[SOLVED] HA with LXC CT not working

brichter-zt · Mar 17, 2016

Hi,

we have set up a Proxmox Cluster with Ceph (3 nodes), and all tests so far are looking good!

But we have a problem with HA for LXC CTs.

Works:

Migration of stopped LXC CT
(Online) migration of KVM - I havent actually tests offline migration
Watchdog - cluster detects missing node
HA Migration of online KVM

Problems start after adding CTs to HA:
1. HA migration does not work. When I tell Proxmox to migrate a HA CT to another node, the CT is shutdown and started, but not migrated.
2. Failover does not work. If I cut the network connection of one node, the CT is not migrated automatically.
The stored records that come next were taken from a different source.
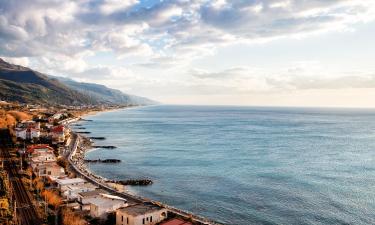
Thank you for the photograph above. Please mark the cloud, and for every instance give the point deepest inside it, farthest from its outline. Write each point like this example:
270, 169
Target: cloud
57, 37
255, 80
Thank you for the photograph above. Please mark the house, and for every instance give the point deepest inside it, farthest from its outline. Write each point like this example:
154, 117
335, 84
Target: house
71, 191
43, 161
104, 204
63, 184
58, 134
176, 221
48, 170
84, 198
28, 130
38, 149
141, 214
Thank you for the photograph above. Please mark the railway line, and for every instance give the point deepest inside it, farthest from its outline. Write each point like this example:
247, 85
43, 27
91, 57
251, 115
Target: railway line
25, 211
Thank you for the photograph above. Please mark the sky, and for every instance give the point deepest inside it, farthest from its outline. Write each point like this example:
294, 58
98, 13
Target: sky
206, 52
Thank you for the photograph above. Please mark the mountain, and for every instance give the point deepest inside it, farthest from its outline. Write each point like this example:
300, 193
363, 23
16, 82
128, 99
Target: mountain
18, 83
105, 94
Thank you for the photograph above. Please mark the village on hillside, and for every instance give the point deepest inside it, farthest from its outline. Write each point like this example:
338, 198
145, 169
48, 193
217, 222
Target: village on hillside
43, 173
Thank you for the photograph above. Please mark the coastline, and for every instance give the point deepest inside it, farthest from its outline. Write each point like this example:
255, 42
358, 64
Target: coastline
84, 144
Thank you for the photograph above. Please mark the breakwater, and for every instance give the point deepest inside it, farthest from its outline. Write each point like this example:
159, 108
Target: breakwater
102, 160
97, 138
104, 146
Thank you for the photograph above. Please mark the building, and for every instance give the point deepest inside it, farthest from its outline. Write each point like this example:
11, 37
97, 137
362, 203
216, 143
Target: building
176, 221
28, 130
85, 198
58, 134
48, 170
141, 214
38, 149
43, 161
63, 184
71, 191
104, 204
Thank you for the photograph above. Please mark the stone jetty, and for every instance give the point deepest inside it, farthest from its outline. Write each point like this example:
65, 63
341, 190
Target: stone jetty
102, 160
104, 146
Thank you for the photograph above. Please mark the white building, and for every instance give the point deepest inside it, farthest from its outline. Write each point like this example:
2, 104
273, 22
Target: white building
43, 161
28, 130
48, 170
71, 191
104, 204
85, 198
63, 184
140, 214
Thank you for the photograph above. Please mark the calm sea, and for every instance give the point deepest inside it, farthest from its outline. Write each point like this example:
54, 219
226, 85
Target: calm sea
246, 165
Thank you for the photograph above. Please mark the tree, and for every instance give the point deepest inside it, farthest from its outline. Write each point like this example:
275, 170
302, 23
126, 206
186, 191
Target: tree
69, 217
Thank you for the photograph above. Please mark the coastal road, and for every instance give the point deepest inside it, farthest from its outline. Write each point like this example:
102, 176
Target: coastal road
129, 197
25, 210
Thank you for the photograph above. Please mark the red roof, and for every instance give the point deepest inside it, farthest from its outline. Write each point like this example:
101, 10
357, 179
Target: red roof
31, 148
176, 221
58, 129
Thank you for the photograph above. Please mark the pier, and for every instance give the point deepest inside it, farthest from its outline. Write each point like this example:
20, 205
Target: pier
102, 160
100, 182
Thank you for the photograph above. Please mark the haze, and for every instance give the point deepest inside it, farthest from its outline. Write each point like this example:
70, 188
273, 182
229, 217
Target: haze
254, 52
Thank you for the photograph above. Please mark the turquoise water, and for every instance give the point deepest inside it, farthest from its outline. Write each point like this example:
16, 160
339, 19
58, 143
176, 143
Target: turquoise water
246, 165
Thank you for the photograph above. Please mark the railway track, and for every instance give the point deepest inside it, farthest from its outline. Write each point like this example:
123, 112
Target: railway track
25, 210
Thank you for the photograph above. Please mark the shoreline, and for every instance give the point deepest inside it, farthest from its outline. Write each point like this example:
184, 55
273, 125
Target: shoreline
103, 182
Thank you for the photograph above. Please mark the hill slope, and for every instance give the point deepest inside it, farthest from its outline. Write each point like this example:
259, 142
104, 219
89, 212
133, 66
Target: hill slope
22, 84
25, 85
105, 94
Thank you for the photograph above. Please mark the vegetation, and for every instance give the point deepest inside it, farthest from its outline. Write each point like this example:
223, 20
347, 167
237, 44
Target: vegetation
69, 217
53, 198
24, 85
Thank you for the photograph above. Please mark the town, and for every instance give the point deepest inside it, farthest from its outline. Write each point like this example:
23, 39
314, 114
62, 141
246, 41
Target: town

I have created a HA group with all three nodes, all HA enabled CTs and VMs have this group.

Is this a bug? How can I further debug this?

pveversion -v
proxmox-ve: 4.1-39 (running kernel: 4.2.8-1-pve)
pve-manager: 4.1-15 (running version: 4.1-15/8cd55b52)
pve-kernel-4.2.8-1-pve: 4.2.8-39
lvm2: 2.02.116-pve2
corosync-pve: 2.3.5-2
libqb0: 1.0-1
pve-cluster: 4.0-33
qemu-server: 4.0-62
pve-firmware: 1.1-7
libpve-common-perl: 4.0-49
libpve-access-control: 4.0-11
libpve-storage-perl: 4.0-42
pve-libspice-server1: 0.12.5-2
vncterm: 1.2-1
pve-qemu-kvm: 2.5-9
pve-container: 1.0-46
pve-firewall: 2.0-18
pve-ha-manager: 1.0-24
ksm-control-daemon: 1.2-1
glusterfs-client: 3.5.2-2+deb8u1
lxc-pve: 1.1.5-7
lxcfs: 2.0.0-pve1
cgmanager: 0.39-pve1
criu: 1.6.0-1
zfsutils: 0.6.5-pve7~jessie
openvswitch-switch: 2.3.2-2

I hope you can help me out with this.

Benjamin

dietmar · Mar 17, 2016

brichter-zt said:
1. HA migration does not work. When I tell Proxmox to migrate a HA CT to another node, the CT is shutdown and started, but not migrated.

That is how it works - there is no live migration with LXC.

brichter-zt said:
2. Failover does not work. If I cut the network connection of one node, the CT is not migrated automatically.

What kind of storage do you use for the container?

brichter-zt · Mar 17, 2016

dietmar said:
That is how it works - there is no live migration with LXC.

That makes no sense. I was expecting it to shutdown the CT, migrate it (offline) to another node, and start it again. But it only did a restart, no migration. And this is only a problem with HA, normal (offline) migration works.

dietmar said:
What kind of storage do you use for the container?

Storage is always Ceph.

dietmar · Mar 17, 2016

brichter-zt said:
I was expecting it to shutdown the CT, migrate it (offline) to another node, and start it again. But it only did a restart, no migration.

Ah, sure - it should migrate after shutdown.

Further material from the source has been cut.